The Case for Mono-media Contexts

The Case for Mono-media Contexts

Brian Rosen, FORE Systems

With comments from John Segers, Lucent Technologies

The current MEGACO/H.GCP model defines a context as carrying a single stream of data. The requirements for the protocol state that it must support multimedia. The question is how to do that.

The fundamental requirement for the protocol is to provide unambiguous instructions from the MGC to the MG to describe how all the connections are made. We have further agreed that single stream voice only media gateways will predominate, and therefore support for multimedia should not complicate the mono-media case.

Well, multimedia support is a requirement. So some overhead is acceptable. I agree that the overhead should be minimal.

On the one hand, it is important to note that there are only two reasons espoused for the MG needing to understand relationships between separate streams in a conference:

The necessity to time-synchronize streams (the lip-sync problem).
Multiplex relationships may exist. These come in two circumstances, both of which may exist in a single implementation, such as a decomposed H.320 gateway:

Multiple bearers may be multiplexed into a single data stream
Multiple media streams may be de-multiplexed from a single data stream.

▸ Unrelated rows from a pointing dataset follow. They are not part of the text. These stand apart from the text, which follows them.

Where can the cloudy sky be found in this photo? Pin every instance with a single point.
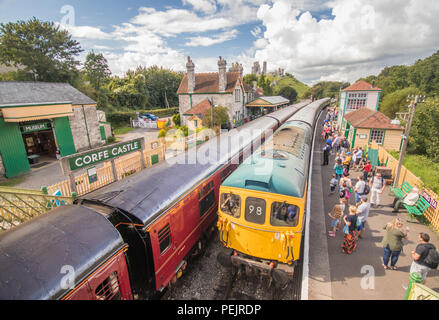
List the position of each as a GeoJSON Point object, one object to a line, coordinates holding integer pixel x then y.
{"type": "Point", "coordinates": [313, 39]}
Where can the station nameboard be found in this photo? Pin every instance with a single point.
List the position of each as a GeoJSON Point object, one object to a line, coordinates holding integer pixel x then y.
{"type": "Point", "coordinates": [35, 127]}
{"type": "Point", "coordinates": [103, 154]}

There are no other requirements for MGs to know that multiple streams have any relationship between them when handling multimedia. While it may appear attractive to promote the concept of a conference with multiple streams as a first class construct in the protocol, the problems are synchronization and multiplexing, and if they are solved satisfactorily, then the requirements for multimedia are met.

Yes, but it would certainly be convenient to, for instance, delete an entire multimedia session with one command (delete context).

On the other hand, for arbitrary gateways there may be more complex relationships between multiple streams that are not covered by the problems multimedia streams present. If we create protocol mechanisms for linking streams that only solve the simple multi-media problem, we will have to create other mechanisms to solve a more general case. An example could be a complex audio-only conference bridge. A more difficult problem is an MCU, which may have many video, audio and data streams coming in, and several going out.

What is your point? Are you implying that multimedia contexts cannot handle complex things, and that an approach based on single-medium contexts can? I’d like to see a concrete example of something that cannot be modeled by means of a multimedia context and that can be modeled by means of single-medium contexts.

The simplicity of one Context = one stream (albeit the stream may be combined and transformed in the middle) is very attractive:

Connections are explicit – the MG knows exactly how to make connections because all Terminations in a context are connected in the single stream.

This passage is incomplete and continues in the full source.